III. Was ist ein Schuld­ver­hält­nis mit Schut­z­wir­kung zu­guns­ten Dritter?

4. Was ist der Un­ter­schied zwi­schen Ver­trag mit Schut­z­wir­kung und "Dritt­scha­dens­li­qui­da­tion"?

Schä­den von am Ver­trag nicht be­tei­lig­ten Dritten kön­nen nicht nur durch Kon­struk­tion ei­nes ei­ge­nen Schuld­ver­hält­nisses zwi­schen dem Schuld­ner und dem Dritten er­satz­fä­hig wer­den. Die Recht­spre­chung kennt viel­mehr auch Fäl­le, in de­nen dem Gläu­bi­ger des ur­sprüng­li­chen Schuld­ver­hält­nisses die Mög­lich­keit ge­ge­ben wird, im Rah­men sei­nes Scha­denser­satzan­spruchs (aus § 280 Abs. 1 BGB) die Schä­den des Dritten (= Dritt­scha­den) zu li­qui­die­ren. Dies be­zeich­net man als Dritt­scha­dens­li­qui­da­tion. Da es da­bei nur um die Berück­sich­ti­gung von Ver­lus­ten als "Scha­den" gilt, be­han­deln wir diese auch erst in ei­nem spä­te­ren Ka­pi­tel - hier soll aber ein kur­zer Über­blick zum Ver­hält­nis zum Schuld­ver­hält­nis mit Schut­z­wir­kung zu­guns­ten Dritter ge­ge­ben wer­den:

  • Wenn eine Dritt­scha­dens­li­qui­da­tion mög­lich ist, hat der ge­schä­digte Dritte einen ei­ge­nen An­spruch ge­gen den Gläu­bi­ger des Schuld­ver­hält­nisses auf Ab­tre­tung der An­sprü­che ge­gen den schä­di­gen­den Schuld­ner. Die­ser folgt aus § 285 BGB (ggf. ana­log) oder je­den­falls aus Treu und Glau­ben (§ 242 BGB).

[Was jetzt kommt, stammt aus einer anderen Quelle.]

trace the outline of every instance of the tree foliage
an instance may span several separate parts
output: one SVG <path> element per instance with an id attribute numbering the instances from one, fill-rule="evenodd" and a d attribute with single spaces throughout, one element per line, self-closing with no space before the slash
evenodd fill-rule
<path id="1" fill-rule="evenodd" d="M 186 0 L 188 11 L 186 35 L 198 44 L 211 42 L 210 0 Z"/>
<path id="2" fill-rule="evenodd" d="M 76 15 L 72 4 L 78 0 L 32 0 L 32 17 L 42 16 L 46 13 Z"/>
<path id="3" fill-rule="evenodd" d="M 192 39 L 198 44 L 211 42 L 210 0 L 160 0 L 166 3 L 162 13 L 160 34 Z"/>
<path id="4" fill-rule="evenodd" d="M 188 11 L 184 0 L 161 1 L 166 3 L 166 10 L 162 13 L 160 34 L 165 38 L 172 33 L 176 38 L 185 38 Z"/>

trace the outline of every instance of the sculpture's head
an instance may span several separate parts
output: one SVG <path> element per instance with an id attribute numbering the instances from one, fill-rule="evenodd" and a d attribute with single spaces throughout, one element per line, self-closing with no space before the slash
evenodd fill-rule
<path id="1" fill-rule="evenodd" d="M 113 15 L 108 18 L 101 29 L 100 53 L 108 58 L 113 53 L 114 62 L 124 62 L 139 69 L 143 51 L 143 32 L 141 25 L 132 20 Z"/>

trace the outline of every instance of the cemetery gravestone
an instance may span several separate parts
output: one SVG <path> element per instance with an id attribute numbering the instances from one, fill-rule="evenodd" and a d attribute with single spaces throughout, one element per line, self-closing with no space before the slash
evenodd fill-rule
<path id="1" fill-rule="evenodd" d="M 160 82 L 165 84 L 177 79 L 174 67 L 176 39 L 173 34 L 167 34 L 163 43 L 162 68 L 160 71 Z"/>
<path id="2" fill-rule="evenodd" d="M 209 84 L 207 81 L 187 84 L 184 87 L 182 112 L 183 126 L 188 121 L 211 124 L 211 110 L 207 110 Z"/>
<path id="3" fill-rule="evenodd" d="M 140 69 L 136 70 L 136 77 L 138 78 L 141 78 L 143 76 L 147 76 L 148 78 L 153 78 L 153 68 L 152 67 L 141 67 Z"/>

Da­mit hat er einen ei­ge­nen An­spruch und es darf kein Schuld­ver­hält­nis mit Schut­z­wir­kung kon­stru­iert wer­den. Um­ge­kehrt schei­det auch eine Dritt­scha­dens­li­qui­da­tion aus, wenn der Dritte sei­nen Scha­den selbst er­setzt be­kommt. Un­strei­tig schlie­ßen sich also die bei­den Er­satz­mög­lich­kei­ten aus.
  • Die Ab­gren­zung er­folgt an dem Merk­mal der "zu­fäl­li­gen Scha­densver­lage­rung" der Dritt­scha­dens­li­qui­da­tion. Für diese gibt es eine ab­schlie­ßende Zahl an­er­kann­ter Fall­ge­stal­tun­gen. Auf­grund die­ser Fall­grup­pen ist die Dritt­scha­dens­li­qui­da­tion die en­gere Kon­stel­la­ti­on. Die um­ge­kehrte Ab­gren­zung an­hand der Merk­male des Schuld­ver­hält­nisses mit Schut­z­wir­kung zu­guns­ten des Dritten wird dem­ge­gen­über kaum ein­deu­tig aus­fal­len: Ein Gläu­bi­gerin­ter­esse an der Ein­be­zie­hung des ge­schä­dig­ten Dritten wird für die Dritt­scha­dens­li­qui­da­tion nicht vor­aus­ge­setzt (kann aber vor­lie­gen), eine dem Gläu­bi­ger ver­gleich­bare Ge­fähr­dungs­lage wird ty­pi­scher­weise be­ste­hen.
In der Klau­sur ge­nügt es in der Re­gel, dass Sie fest­stel­len, dass keine "zu­fäl­lige Scha­densver­lage­rung" ein­ge­tre­ten ist, weil keine der an­er­kann­ten Fall­grup­pen vor­liegt. Dann ist der Weg für den Ver­trag mit Schut­z­wir­kung für Dritte frei. Um­ge­kehrt schei­det die Dritt­scha­dens­li­qui­da­tion aus, wenn An­sprü­che aus ei­nem Ver­trag mit Schut­z­wir­kung für Dritte be­ste­hen.